McLaurin, 56, most recently was senior executive vice president of United Way of Central Maryland and interim chief operating officer of the Baltimore Urban League. A former second-grade teacher, she earned her bachelor's degree in elementary education from Hampton University in Virginia and her master's degree in early childhood education from Southern Connecticut State College.

As head of Baltimore Reads, McLaurin is in charge of a private, nonprofit organization with an annual budget of more than $4 million that runs literacy programs for children and adults throughout the Baltimore area. It has collected and distributed more than 500,000 books since 1992.

What is your view of the importance of early literacy, up to third grade?

Especially with the increased awareness and knowledge we have today about babies' early brain development ... communicating the sounds and words and music really has an impact on the healthy development of children. We know that literacy, learning, reading is really the window to the world for us as adults. ... The sooner and the earlier the better.

What do you see as Baltimore Reads' role in encouraging that, and can you address the specific programs that your organization has and how they help to that end?

Baltimore Reads has certainly been a leader, a catalyst to enhancing the availability of programs. ... [Overall] the goal is to raise the level of awareness and appreciation for literacy, its value in lifelong learning.

The Ripken Learning Center focuses on adults. There's a day program and an evening program. In each case, the outcome is increased learning with an eye toward linking it to employment and ultimately self-sufficiency. ... We've had a lot of success in the Ripken Learning Center program and will continue to grow that.

The other focus is on children. The Reading Edge is really the umbrella term to the children's programs. There was a new initiative last year, the Reading Zone, that piloted a model of recruiting and using volunteers in classrooms in elementary schools to work with children one-on-one. ... We are increasingly focused on partnering with city schools, with the elementary schools, to meet children where they are, one-on-one.

What philosophy and agenda do you bring to Baltimore Reads?

I guess it's a spiritual-based belief. This quality-of-life issue - reading, literacy, ability to learn - is kind of a prerequisite to being able to fulfill and effectively use the gifts that we've been given.

What changes have you seen in the literacy needs of young children, good or bad?

The world is closer in. The Internet, the technology age, and the fact that it's an information age - there's so much information coming in to our young children today. Fifty years ago, when I was beginning elementary school, I was exposed to what was presented to me at home. My life space was so much more narrow.
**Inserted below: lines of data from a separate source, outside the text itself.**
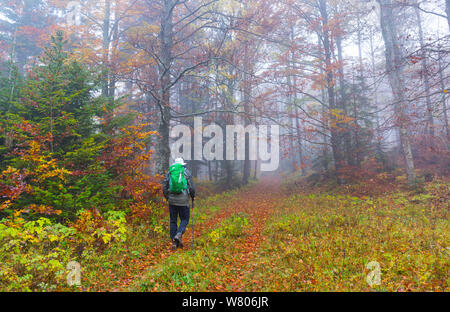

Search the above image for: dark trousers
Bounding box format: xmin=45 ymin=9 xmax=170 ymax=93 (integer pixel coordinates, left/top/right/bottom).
xmin=169 ymin=205 xmax=190 ymax=240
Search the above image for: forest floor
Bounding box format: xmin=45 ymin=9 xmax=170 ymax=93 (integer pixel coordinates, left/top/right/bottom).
xmin=82 ymin=174 xmax=450 ymax=291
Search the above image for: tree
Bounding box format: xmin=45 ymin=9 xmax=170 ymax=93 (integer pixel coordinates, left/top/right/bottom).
xmin=377 ymin=0 xmax=416 ymax=185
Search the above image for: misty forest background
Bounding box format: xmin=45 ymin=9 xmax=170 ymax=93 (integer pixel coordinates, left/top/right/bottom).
xmin=0 ymin=0 xmax=450 ymax=290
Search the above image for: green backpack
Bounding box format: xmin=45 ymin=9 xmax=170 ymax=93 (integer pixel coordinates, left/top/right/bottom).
xmin=169 ymin=164 xmax=187 ymax=194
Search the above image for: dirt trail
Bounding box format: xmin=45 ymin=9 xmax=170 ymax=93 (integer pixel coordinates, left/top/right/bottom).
xmin=205 ymin=179 xmax=283 ymax=291
xmin=107 ymin=179 xmax=280 ymax=291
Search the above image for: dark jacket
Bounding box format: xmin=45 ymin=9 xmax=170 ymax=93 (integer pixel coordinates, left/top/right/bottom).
xmin=162 ymin=168 xmax=195 ymax=206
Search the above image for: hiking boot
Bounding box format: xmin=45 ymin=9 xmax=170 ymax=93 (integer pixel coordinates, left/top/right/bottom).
xmin=173 ymin=233 xmax=183 ymax=248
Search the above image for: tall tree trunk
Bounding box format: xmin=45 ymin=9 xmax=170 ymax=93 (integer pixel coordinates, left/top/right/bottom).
xmin=369 ymin=26 xmax=386 ymax=161
xmin=101 ymin=0 xmax=111 ymax=96
xmin=336 ymin=36 xmax=355 ymax=166
xmin=377 ymin=0 xmax=416 ymax=185
xmin=157 ymin=0 xmax=175 ymax=173
xmin=242 ymin=43 xmax=251 ymax=185
xmin=445 ymin=0 xmax=450 ymax=30
xmin=414 ymin=8 xmax=434 ymax=137
xmin=319 ymin=0 xmax=342 ymax=183
xmin=438 ymin=53 xmax=450 ymax=139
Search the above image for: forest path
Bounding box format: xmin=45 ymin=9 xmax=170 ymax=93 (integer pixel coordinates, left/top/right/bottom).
xmin=113 ymin=179 xmax=284 ymax=291
xmin=103 ymin=178 xmax=283 ymax=291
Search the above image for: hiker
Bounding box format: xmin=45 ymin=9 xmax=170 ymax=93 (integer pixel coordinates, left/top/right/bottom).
xmin=163 ymin=158 xmax=195 ymax=249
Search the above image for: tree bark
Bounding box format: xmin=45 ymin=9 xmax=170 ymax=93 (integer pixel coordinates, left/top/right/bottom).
xmin=319 ymin=0 xmax=342 ymax=183
xmin=414 ymin=8 xmax=434 ymax=137
xmin=377 ymin=0 xmax=416 ymax=185
xmin=157 ymin=0 xmax=175 ymax=173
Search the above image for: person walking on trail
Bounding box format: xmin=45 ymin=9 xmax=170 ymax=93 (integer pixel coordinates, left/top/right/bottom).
xmin=163 ymin=158 xmax=195 ymax=249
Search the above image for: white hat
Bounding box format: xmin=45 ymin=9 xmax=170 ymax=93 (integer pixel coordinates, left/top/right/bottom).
xmin=174 ymin=157 xmax=186 ymax=166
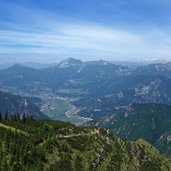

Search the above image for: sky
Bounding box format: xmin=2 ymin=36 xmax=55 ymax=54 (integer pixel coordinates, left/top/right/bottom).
xmin=0 ymin=0 xmax=171 ymax=63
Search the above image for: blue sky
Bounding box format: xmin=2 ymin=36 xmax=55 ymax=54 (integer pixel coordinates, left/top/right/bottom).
xmin=0 ymin=0 xmax=171 ymax=62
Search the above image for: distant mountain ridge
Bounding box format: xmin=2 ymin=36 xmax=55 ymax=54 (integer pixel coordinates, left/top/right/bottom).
xmin=0 ymin=91 xmax=48 ymax=119
xmin=0 ymin=58 xmax=171 ymax=119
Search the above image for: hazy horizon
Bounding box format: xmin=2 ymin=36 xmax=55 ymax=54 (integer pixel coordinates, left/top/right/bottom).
xmin=0 ymin=0 xmax=171 ymax=63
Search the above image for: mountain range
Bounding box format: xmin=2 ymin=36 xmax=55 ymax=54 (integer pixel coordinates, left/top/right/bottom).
xmin=0 ymin=91 xmax=48 ymax=119
xmin=0 ymin=58 xmax=171 ymax=119
xmin=87 ymin=104 xmax=171 ymax=157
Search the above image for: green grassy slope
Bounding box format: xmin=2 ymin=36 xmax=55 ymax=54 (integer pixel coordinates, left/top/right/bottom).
xmin=0 ymin=118 xmax=171 ymax=171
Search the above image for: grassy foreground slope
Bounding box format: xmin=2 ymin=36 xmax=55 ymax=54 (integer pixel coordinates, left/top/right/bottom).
xmin=0 ymin=117 xmax=171 ymax=171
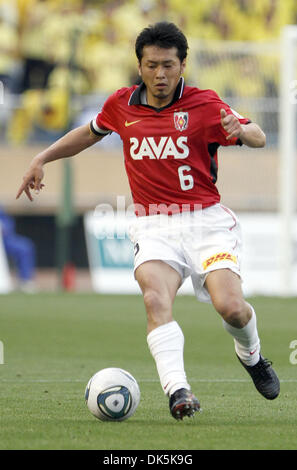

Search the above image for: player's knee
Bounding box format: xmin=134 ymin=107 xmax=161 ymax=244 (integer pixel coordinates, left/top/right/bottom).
xmin=216 ymin=297 xmax=248 ymax=328
xmin=143 ymin=289 xmax=169 ymax=314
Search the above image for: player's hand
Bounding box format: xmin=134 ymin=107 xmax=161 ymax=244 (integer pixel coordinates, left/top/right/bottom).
xmin=221 ymin=108 xmax=243 ymax=140
xmin=16 ymin=161 xmax=44 ymax=201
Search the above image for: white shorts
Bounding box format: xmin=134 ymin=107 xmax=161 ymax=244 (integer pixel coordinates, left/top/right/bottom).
xmin=129 ymin=204 xmax=242 ymax=302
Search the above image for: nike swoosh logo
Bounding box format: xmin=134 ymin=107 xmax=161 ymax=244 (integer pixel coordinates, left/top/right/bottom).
xmin=125 ymin=119 xmax=141 ymax=127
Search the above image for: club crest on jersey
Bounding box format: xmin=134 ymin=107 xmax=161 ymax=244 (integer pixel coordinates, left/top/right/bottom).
xmin=174 ymin=111 xmax=189 ymax=132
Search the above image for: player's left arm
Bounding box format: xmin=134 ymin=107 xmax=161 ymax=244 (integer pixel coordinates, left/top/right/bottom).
xmin=221 ymin=108 xmax=266 ymax=147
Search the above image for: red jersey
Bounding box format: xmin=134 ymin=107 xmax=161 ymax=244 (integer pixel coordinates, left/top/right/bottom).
xmin=91 ymin=78 xmax=250 ymax=215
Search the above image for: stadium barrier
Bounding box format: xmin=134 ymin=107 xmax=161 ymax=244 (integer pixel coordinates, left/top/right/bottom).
xmin=0 ymin=224 xmax=12 ymax=294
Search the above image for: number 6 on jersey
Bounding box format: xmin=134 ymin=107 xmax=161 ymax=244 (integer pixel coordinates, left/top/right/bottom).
xmin=178 ymin=165 xmax=194 ymax=191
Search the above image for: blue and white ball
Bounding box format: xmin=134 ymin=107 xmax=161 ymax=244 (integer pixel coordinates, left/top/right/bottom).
xmin=85 ymin=367 xmax=140 ymax=421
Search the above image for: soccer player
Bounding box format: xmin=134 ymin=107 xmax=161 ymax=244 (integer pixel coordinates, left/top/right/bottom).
xmin=17 ymin=22 xmax=280 ymax=419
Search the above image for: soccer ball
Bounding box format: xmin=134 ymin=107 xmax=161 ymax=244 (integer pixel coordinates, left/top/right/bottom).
xmin=85 ymin=367 xmax=140 ymax=421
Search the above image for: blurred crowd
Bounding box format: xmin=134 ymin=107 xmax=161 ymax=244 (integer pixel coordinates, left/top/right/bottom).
xmin=0 ymin=0 xmax=297 ymax=142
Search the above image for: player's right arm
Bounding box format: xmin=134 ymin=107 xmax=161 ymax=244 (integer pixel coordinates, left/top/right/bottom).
xmin=16 ymin=124 xmax=104 ymax=201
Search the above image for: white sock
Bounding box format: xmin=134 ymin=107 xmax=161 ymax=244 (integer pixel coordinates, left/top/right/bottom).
xmin=223 ymin=305 xmax=260 ymax=366
xmin=147 ymin=321 xmax=190 ymax=396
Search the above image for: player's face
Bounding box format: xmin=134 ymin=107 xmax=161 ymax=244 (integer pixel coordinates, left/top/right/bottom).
xmin=139 ymin=46 xmax=186 ymax=108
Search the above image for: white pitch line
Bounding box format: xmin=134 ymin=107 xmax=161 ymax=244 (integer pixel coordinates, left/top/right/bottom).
xmin=0 ymin=379 xmax=297 ymax=384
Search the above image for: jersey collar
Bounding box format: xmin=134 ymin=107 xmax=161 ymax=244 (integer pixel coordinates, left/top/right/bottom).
xmin=128 ymin=77 xmax=185 ymax=112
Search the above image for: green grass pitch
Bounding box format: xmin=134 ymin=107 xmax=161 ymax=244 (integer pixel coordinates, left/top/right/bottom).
xmin=0 ymin=293 xmax=297 ymax=450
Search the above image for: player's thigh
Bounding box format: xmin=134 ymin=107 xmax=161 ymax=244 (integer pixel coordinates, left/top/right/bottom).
xmin=205 ymin=269 xmax=246 ymax=316
xmin=135 ymin=260 xmax=181 ymax=304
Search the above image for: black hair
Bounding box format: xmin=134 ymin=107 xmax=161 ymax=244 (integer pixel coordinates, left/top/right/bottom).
xmin=135 ymin=21 xmax=189 ymax=63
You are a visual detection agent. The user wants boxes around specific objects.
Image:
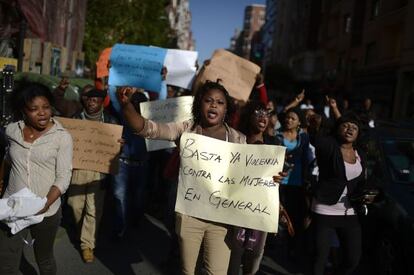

Today, you can't control what kids are going to be exposed to, no matter how hard you try. With TV and media and peer pressure and technology and the Internet, there's so much coming at these kids that often they're emotionally unready to digest [it]. But if they're handicapped with respect to their ability to even read and comprehend English language, they're really going to ... in some respects be kind of up for grabs by almost any number of destructive forces.

How are local schools, institutions and even parents doing in meeting the early literacy needs?

I think we are somewhat behind in our awareness in getting the word out beyond the inner circle of professionals and providers. People that I know and talk to ... are all very aware of the value and importance of learning and the issues around illiteracy and public education. But it is really the outer circle ... the deeper in the neighborhood that we need to reach to get that word out. I guess the resources, the priority setting that has to be done by policy-makers, those in power ... those that make the big decisions, that's really ... behind the curve in terms of reality. There's more talk than walk. ... there's a mismatch between knowing what has to be done and having the will and determination to commit the necessary resources.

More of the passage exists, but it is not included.